Für die TEI-Annotation der Korrespondenzdaten drängen sich die Empfehlungen der SIG Correspondence und die entsprechende Weiterverarbeitung im CMI-Format (Dumont et al. 2019) auf, um den Zugriff über correspSearch (Dumont 2016 und Dumont/Grabsch/Müller-Laackman 2021) zu ermöglichen. Als Referenzimplementationen wurden die Briefeditionen der BBAW (insbesondere die beiden Humboldt-Editionen von Ette et al. 2020 und BBAW 2021) konsultiert. Für den Brieftext wurde Kompatibilität mit dem DTA-Basisformat (DTABf) angestrebt. Normdaten und Vokabulare wurden einerseits aus den in Vorarbeiten aufgebauten Thesauri bezogen, andererseits aus authority files wie VIAF, GND und GeoNames. Das ZIM-ACDH versucht durch interne Kodierungsrichtlinien für den TEI-Header einen Grundstock an Metadaten zu erzeugen, der in weiterer Folge für die Langzeitarchivierung in weitere Standards umgewandelt werden kann. Unter zusätzlicher Berücksichtigung der Legacy-Daten ergab die Zusammenwirkung dieser Anforderungen bereits mehrere Konflikte in der Annotation.
Lösungsansätze
Das Abstimmen verschiedener Anforderungen und der Abgleich mit den vorhandenen Daten nahm erhebliche Zeit in Anspruch. Danach wurde evaluiert, wo eine automatische Anpassung der Altdaten vertretbar ist und wo sich das ODD-Schema den Daten anpassen muss. Schließlich wurden die Konflikte in den unterschiedlichen Kodierungsvarianten besprochen und versucht, die passendste Lösung zu finden. Dieser Prozess mündete in einem Schema, das die gewünschten Eigenschaften vereinte, aber notgedrungen Abweichungen zu den Ausgangsschemata enthielt. Um diesen Schwachpunkt zu entschärfen, wurde versucht, sowohl die Abweichungen wie auch die Gründe dafür innerhalb und außerhalb des Schemas zu dokumentieren. Dies dient nicht nur in der Erfassung als Referenz für unterschiedliche BearbeiterInnen, sondern gewinnt vor allem in der erhofften Weiternutzung der Daten durch Dritte an Bedeutung.

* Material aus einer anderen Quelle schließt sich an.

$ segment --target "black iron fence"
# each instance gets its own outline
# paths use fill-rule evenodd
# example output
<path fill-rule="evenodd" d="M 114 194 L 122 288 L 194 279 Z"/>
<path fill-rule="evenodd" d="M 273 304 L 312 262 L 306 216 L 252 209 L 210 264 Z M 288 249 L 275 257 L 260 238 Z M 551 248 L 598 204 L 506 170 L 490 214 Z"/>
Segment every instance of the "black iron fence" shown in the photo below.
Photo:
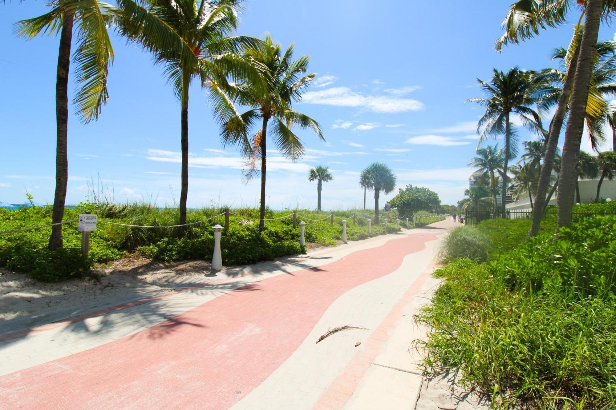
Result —
<path fill-rule="evenodd" d="M 576 222 L 582 218 L 594 217 L 599 215 L 613 215 L 615 212 L 573 212 L 573 222 Z M 464 223 L 471 227 L 476 227 L 482 220 L 501 217 L 502 212 L 499 211 L 467 211 L 460 216 L 464 218 Z M 532 219 L 533 211 L 529 209 L 511 209 L 505 211 L 508 219 Z M 556 209 L 550 209 L 543 215 L 543 220 L 556 220 L 558 211 Z"/>

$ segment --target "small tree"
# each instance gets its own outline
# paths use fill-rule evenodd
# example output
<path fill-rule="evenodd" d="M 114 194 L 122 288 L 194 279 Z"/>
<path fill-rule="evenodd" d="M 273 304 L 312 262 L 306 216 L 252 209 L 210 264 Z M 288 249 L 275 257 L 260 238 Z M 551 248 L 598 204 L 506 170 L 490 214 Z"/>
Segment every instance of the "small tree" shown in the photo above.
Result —
<path fill-rule="evenodd" d="M 329 182 L 334 177 L 330 172 L 329 167 L 318 166 L 316 168 L 310 168 L 310 173 L 308 174 L 308 180 L 317 181 L 317 209 L 321 210 L 321 189 L 323 188 L 323 182 Z"/>
<path fill-rule="evenodd" d="M 440 206 L 440 199 L 439 194 L 434 191 L 408 185 L 403 190 L 398 190 L 398 195 L 392 198 L 389 205 L 400 214 L 408 217 L 418 211 L 436 212 Z"/>
<path fill-rule="evenodd" d="M 595 202 L 599 202 L 599 195 L 601 191 L 603 180 L 607 178 L 611 181 L 616 178 L 616 153 L 614 151 L 599 153 L 598 161 L 599 167 L 601 170 L 601 177 L 597 183 L 597 196 L 594 198 Z"/>
<path fill-rule="evenodd" d="M 381 191 L 388 194 L 395 188 L 395 175 L 387 166 L 374 163 L 362 172 L 366 187 L 375 191 L 375 223 L 379 223 L 379 196 Z M 362 180 L 360 179 L 360 181 Z"/>

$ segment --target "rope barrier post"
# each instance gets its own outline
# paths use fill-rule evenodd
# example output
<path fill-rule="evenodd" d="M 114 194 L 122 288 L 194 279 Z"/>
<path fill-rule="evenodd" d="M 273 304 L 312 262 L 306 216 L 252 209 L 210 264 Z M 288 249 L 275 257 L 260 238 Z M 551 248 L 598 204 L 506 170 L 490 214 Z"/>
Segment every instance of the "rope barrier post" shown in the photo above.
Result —
<path fill-rule="evenodd" d="M 347 243 L 346 240 L 346 219 L 342 220 L 342 242 Z"/>
<path fill-rule="evenodd" d="M 213 228 L 214 255 L 212 256 L 212 269 L 220 270 L 222 268 L 222 254 L 221 252 L 221 235 L 222 233 L 222 227 L 216 224 Z"/>
<path fill-rule="evenodd" d="M 304 234 L 306 232 L 306 223 L 304 221 L 299 222 L 299 230 L 301 231 L 299 234 L 299 244 L 304 246 L 306 244 L 306 239 L 304 238 Z"/>

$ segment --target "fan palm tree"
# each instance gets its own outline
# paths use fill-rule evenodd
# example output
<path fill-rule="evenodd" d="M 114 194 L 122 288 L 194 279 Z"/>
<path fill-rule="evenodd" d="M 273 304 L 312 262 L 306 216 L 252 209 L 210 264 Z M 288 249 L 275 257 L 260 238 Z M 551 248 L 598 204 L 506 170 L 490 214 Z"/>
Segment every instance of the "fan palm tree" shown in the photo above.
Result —
<path fill-rule="evenodd" d="M 488 145 L 485 148 L 477 150 L 478 156 L 474 158 L 469 166 L 474 167 L 478 169 L 471 174 L 471 177 L 485 175 L 490 179 L 490 193 L 492 196 L 492 201 L 495 206 L 496 204 L 496 194 L 498 193 L 498 180 L 496 173 L 499 169 L 503 169 L 505 162 L 505 156 L 502 150 L 498 149 L 498 144 Z"/>
<path fill-rule="evenodd" d="M 576 4 L 577 3 L 577 4 Z M 513 3 L 503 23 L 505 33 L 495 46 L 500 50 L 503 45 L 519 42 L 534 37 L 548 27 L 557 27 L 567 21 L 570 10 L 576 7 L 582 9 L 580 20 L 576 26 L 572 42 L 579 42 L 575 47 L 570 63 L 563 92 L 550 125 L 548 139 L 548 148 L 543 167 L 544 172 L 540 177 L 538 187 L 538 202 L 543 202 L 547 191 L 548 180 L 551 172 L 551 161 L 554 158 L 554 150 L 558 143 L 558 135 L 564 121 L 567 105 L 570 112 L 565 132 L 563 147 L 561 174 L 559 179 L 561 192 L 558 196 L 557 227 L 571 222 L 573 193 L 575 179 L 575 166 L 580 152 L 580 143 L 583 131 L 584 115 L 588 100 L 588 89 L 591 83 L 599 26 L 602 17 L 609 18 L 616 10 L 614 0 L 518 0 Z M 583 33 L 580 34 L 581 23 L 584 18 Z M 539 231 L 541 216 L 535 212 L 533 216 L 529 236 L 535 236 Z"/>
<path fill-rule="evenodd" d="M 597 157 L 585 151 L 580 151 L 576 169 L 577 178 L 575 180 L 575 201 L 579 203 L 582 202 L 580 198 L 579 180 L 584 178 L 594 179 L 599 176 L 599 163 Z"/>
<path fill-rule="evenodd" d="M 49 6 L 48 13 L 17 22 L 15 31 L 26 39 L 39 34 L 60 33 L 55 74 L 55 191 L 51 217 L 52 223 L 59 223 L 64 217 L 68 181 L 68 75 L 73 31 L 76 29 L 73 60 L 76 65 L 74 75 L 79 88 L 73 101 L 76 114 L 82 122 L 89 123 L 98 119 L 108 97 L 107 74 L 113 60 L 113 49 L 107 26 L 114 24 L 118 10 L 99 0 L 55 0 Z M 49 248 L 53 251 L 62 246 L 62 225 L 54 225 Z"/>
<path fill-rule="evenodd" d="M 502 135 L 505 139 L 501 212 L 502 217 L 506 218 L 507 170 L 509 158 L 517 154 L 517 134 L 511 123 L 511 116 L 517 115 L 525 126 L 541 131 L 539 115 L 530 108 L 536 102 L 535 94 L 540 82 L 536 73 L 517 67 L 507 73 L 494 69 L 490 83 L 479 79 L 477 81 L 488 97 L 469 100 L 486 107 L 485 113 L 477 124 L 477 132 L 480 132 L 477 147 L 488 137 Z"/>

Zusammenfassung und Ergebnisse
Der Prozess der Datenmodellierung muss zahlreiche Einflussgrößen berücksichtigen, wie am Beispiel des Hugo Schuchardt Archivs illustriert wurde. Dieser Prozess beinhaltet immer kritische Entscheidungen und Kompromisse, die sich aus dem Material, aber auch durch eingeschränkte Zeit- und Personalressourcen ergeben. Die Frage nach der bestmöglichen Kodierung kann daher nicht allgemeingültig beantwortet werden, vielmehr muss sie individualisiert betrachtet werden. Trotzdem können konstituierende Eigenschaften für eine gute Annotationspraxis beobachtet werden: sie sollte gut dokumentiert sein und unter der Berücksichtigung von FAIR-Data die Weiterverwendung erlauben. Gerade dem Aspekt der Metadaten, die für die Archivierung und Aggregation nach dem Ende des befristeten Projektes zentral sind, wird zu Beginn oft wenig Beachtung geschenkt. Für die nachhaltige Weiternutzung der Daten im wissenschaftlichen Kontext stellt dies jedoch einen essenziellen Bestandteil dar. In diesem Sinne sollte auch die Interoperabilität mit ähnlichen Ressourcen als Faktor bei Kodierungsentscheidungen in Betracht gezogen werden.